The Villa Mairea is a country house, built by Finnish architect Alvar Aalto in Noormarkku, Finland between 1937 and 1940 for the couple Harry and Maire Gullichsen, who asked him to consider as an “experimental house”.

Reposted from ArchEyes

 

After all, nature is a symbol of freedom. Sometimes nature actually gives rise to and maintains the idea of freedom. If we base our technical plans primarily on nature we have a chance to ensure that the course of development is once again in a direction in which our everyday work and all it’s forms will increase freedom rather than decrease it.

— ALVAR AALTO

 











Villa Mairea is a villa, guest-house, and rural retreat designed and built by the Finnish modernist architect Alvar Aalto for Harry and Maire Gullichsen in Noormarkku, Finland.

The building was constructed in 1938–1939. The Gullichsens were a wealthy couple and members of the Ahlström family. They told Aalto that he should regard it as ‘an experimental house’. Aalto seems to have treated the house as an opportunity to bring together all the themes that had been preoccupying him in his work to that point but had not been able to include them in actual buildings.

The plan of the villa takes Mairea L-shaped fond Aalto, but slightly modified. It is a plan that automatically gives a semi-private area on the side, and a more public or more receiving another space. The lawn and pool are located in the hollow of L, with a range of rooms oriented in this direction. The horizontal and door overhang in the overall composition meet the flat expanses of the site, and the curves of the pool lines embrace the topography of the surrounding forest.

In contrast to these devices give some softness in the lines, the main façade, it a more rigid and formal appearance. There’s even a canopy that is repeated in the garden with a pergola incorporating the vocabulary of the assembly, with studs, lath and fasteners. The interiors of the villa Mairea subtly play with wood, stone and bricks. The spaces have dimensions varied, ranging from very generous spaces virtually the cabin.

Although the revised plan followed the existing foundations, the transformation achieved a compression and coherence in the spatial organization which had been almost entirely lacking in the ‘Proto-Mairea’. The entrance opens into a small top-lobby, from which another door straight ahead leads into an open hall positioned four steps below the main level. One enters on axis with the dining table beyond, but the axiality is undermined by the asymmetry of a screen of wooden poles and a free-standing, angled wall which together define an informal ante-room between the living room and dining room.

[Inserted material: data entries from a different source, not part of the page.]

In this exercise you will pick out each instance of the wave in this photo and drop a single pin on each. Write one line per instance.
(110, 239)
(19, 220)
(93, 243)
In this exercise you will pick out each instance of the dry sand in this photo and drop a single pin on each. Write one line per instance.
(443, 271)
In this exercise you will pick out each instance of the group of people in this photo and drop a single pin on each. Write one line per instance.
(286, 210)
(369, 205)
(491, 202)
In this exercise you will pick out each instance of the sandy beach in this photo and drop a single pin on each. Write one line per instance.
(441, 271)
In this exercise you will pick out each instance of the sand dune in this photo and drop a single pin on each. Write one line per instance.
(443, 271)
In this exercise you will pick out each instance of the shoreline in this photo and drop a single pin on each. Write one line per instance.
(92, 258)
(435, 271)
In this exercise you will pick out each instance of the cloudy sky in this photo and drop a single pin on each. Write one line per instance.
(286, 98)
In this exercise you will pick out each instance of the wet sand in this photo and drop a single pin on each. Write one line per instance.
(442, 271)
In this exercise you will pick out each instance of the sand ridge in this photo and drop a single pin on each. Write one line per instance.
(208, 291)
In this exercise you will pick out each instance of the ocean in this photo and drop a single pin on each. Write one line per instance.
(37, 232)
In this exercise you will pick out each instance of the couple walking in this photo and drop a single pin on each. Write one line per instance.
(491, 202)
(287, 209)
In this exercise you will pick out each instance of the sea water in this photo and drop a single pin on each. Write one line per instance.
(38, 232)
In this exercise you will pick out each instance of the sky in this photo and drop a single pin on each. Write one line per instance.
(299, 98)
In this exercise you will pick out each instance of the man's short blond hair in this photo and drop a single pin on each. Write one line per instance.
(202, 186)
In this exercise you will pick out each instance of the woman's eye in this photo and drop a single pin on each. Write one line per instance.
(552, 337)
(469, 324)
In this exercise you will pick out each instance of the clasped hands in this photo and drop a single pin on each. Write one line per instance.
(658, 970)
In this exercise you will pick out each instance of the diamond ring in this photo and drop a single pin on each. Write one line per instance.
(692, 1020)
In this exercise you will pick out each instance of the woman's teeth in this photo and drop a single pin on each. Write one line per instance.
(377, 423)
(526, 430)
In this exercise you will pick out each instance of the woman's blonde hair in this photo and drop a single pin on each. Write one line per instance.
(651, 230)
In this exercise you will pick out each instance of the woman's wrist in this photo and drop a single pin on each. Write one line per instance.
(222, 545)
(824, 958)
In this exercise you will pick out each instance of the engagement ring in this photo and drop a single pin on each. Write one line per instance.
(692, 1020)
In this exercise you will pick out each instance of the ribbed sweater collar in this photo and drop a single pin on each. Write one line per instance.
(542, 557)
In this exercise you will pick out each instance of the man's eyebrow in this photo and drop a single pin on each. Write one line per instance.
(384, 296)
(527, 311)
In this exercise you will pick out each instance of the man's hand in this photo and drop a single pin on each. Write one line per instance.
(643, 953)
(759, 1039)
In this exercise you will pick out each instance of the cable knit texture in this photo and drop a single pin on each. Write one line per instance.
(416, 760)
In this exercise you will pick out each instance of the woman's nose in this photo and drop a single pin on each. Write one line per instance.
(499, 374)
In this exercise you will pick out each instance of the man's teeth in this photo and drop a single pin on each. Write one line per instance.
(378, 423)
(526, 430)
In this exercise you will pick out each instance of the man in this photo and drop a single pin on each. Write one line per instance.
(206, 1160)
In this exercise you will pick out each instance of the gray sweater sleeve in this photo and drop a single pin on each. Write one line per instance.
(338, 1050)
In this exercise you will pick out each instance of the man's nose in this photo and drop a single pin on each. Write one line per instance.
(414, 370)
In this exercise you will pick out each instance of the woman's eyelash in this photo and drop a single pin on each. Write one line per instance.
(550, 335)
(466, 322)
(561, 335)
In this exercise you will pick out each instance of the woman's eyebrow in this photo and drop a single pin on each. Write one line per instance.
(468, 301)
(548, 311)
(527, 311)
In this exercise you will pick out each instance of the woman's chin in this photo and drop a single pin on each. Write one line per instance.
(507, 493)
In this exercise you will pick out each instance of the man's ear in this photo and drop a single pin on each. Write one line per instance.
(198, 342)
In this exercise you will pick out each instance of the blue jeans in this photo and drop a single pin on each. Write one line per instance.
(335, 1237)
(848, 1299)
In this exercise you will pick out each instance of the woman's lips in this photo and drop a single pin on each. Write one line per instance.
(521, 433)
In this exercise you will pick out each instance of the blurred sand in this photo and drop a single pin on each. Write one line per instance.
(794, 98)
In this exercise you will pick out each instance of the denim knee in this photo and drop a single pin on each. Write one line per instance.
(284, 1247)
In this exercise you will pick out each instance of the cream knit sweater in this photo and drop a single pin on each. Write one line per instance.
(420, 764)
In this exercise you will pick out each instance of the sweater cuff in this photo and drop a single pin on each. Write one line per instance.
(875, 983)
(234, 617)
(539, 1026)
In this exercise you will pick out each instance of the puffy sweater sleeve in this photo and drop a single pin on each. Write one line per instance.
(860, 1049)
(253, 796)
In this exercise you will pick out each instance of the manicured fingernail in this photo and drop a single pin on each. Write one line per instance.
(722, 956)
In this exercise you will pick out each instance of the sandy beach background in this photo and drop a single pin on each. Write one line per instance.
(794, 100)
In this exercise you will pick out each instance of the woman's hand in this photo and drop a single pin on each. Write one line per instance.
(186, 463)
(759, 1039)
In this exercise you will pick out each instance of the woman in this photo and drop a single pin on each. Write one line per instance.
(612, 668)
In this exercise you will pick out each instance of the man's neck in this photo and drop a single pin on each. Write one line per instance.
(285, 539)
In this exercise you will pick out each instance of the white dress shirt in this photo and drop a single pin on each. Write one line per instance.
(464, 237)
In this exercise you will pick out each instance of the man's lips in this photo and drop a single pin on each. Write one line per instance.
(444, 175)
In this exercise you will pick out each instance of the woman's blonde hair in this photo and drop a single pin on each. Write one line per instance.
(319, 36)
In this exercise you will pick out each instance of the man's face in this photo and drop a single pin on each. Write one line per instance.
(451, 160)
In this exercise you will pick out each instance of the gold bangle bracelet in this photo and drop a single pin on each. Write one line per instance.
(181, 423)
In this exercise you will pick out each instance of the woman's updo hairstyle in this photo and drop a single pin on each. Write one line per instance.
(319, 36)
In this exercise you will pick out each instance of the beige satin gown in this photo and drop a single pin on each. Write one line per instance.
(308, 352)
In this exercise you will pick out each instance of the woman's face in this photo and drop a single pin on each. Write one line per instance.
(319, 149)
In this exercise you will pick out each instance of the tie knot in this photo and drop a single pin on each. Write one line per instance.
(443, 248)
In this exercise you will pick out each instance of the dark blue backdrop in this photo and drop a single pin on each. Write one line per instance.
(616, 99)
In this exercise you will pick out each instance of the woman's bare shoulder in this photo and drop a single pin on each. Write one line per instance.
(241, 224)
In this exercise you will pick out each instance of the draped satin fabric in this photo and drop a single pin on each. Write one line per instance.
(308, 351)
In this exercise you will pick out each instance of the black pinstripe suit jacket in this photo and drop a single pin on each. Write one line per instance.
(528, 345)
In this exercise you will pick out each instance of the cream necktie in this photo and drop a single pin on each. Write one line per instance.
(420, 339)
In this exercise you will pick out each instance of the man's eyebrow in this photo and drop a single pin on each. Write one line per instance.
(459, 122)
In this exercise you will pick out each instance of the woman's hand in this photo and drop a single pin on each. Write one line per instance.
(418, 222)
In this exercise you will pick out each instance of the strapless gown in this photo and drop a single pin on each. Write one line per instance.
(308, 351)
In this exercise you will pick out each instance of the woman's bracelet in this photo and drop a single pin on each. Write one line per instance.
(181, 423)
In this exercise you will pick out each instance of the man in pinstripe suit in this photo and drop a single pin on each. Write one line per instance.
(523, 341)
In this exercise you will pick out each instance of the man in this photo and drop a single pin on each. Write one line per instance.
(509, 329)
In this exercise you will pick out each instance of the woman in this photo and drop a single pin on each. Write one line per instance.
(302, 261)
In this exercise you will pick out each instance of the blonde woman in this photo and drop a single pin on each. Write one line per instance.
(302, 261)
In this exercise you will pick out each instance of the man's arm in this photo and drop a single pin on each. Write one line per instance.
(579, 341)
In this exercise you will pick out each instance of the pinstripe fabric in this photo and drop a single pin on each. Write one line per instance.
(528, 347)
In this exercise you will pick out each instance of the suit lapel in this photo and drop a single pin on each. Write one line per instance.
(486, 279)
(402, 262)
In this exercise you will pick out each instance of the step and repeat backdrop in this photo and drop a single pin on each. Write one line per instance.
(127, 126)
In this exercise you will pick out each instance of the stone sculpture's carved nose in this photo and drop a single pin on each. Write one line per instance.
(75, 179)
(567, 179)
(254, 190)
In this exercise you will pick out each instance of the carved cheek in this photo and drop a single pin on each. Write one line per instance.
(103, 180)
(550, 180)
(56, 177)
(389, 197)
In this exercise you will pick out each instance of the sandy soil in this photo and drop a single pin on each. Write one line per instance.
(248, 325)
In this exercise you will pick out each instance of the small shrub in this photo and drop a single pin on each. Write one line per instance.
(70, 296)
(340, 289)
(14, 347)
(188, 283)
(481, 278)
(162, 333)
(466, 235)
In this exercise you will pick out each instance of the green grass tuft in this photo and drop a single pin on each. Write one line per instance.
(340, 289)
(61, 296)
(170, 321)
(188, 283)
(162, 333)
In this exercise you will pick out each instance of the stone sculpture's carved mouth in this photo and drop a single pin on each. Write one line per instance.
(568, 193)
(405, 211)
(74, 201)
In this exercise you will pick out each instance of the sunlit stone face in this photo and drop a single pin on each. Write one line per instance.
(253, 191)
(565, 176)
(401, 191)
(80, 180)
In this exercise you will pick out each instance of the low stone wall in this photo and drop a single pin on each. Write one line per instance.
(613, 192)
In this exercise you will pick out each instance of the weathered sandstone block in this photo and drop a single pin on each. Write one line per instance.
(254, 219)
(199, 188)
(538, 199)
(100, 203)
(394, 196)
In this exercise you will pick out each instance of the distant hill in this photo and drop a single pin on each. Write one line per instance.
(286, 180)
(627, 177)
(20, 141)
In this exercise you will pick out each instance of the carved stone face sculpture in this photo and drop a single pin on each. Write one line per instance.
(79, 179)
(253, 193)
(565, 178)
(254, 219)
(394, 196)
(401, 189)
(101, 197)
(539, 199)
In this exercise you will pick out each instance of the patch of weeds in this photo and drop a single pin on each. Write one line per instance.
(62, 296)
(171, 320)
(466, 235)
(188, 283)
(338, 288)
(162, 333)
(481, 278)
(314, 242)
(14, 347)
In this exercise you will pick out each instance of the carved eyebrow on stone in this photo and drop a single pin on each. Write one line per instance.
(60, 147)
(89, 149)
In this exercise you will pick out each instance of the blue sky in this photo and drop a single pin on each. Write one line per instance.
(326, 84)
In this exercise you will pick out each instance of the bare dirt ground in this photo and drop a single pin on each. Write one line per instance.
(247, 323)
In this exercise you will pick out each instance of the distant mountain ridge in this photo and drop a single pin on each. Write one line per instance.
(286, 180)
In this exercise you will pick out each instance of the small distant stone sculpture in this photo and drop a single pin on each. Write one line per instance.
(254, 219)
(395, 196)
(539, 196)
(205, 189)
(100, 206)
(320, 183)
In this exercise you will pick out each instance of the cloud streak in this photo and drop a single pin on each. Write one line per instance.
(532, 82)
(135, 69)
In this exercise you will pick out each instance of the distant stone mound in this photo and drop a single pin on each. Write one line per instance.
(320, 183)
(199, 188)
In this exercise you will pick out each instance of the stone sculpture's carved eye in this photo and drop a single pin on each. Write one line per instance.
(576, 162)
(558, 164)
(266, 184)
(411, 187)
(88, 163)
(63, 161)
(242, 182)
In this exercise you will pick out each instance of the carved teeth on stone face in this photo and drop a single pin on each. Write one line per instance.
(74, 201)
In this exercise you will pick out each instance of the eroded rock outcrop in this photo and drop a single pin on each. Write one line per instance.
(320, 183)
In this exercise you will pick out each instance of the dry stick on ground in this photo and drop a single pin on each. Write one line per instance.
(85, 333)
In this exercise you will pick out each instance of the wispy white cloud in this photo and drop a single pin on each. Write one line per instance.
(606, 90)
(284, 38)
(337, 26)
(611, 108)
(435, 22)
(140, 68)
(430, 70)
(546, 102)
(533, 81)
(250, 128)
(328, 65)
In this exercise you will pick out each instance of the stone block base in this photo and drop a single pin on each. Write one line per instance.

The angle of the low wall is set from the corner of the white-plastered fireplace diagonally opposite, which becomes the natural centre of attention as one ascends the step into the living room. Similar diagonal relationships are established between Harry Gullichsen’s private library/study and the ‘winter garden’ (which Maire used for flower arranging and from which a stair leads directly up to her studio), and between the main staircase and open sun-lit part of the living room into which eyes are drawn as you emerge from behind the vertical poles which screen the stairs.


Meaningful buildings arise from tradtion and they constitute and continue tradition. […] No architect worthy of his craft works alone; he works with the entire history of architecture ‘in his bones.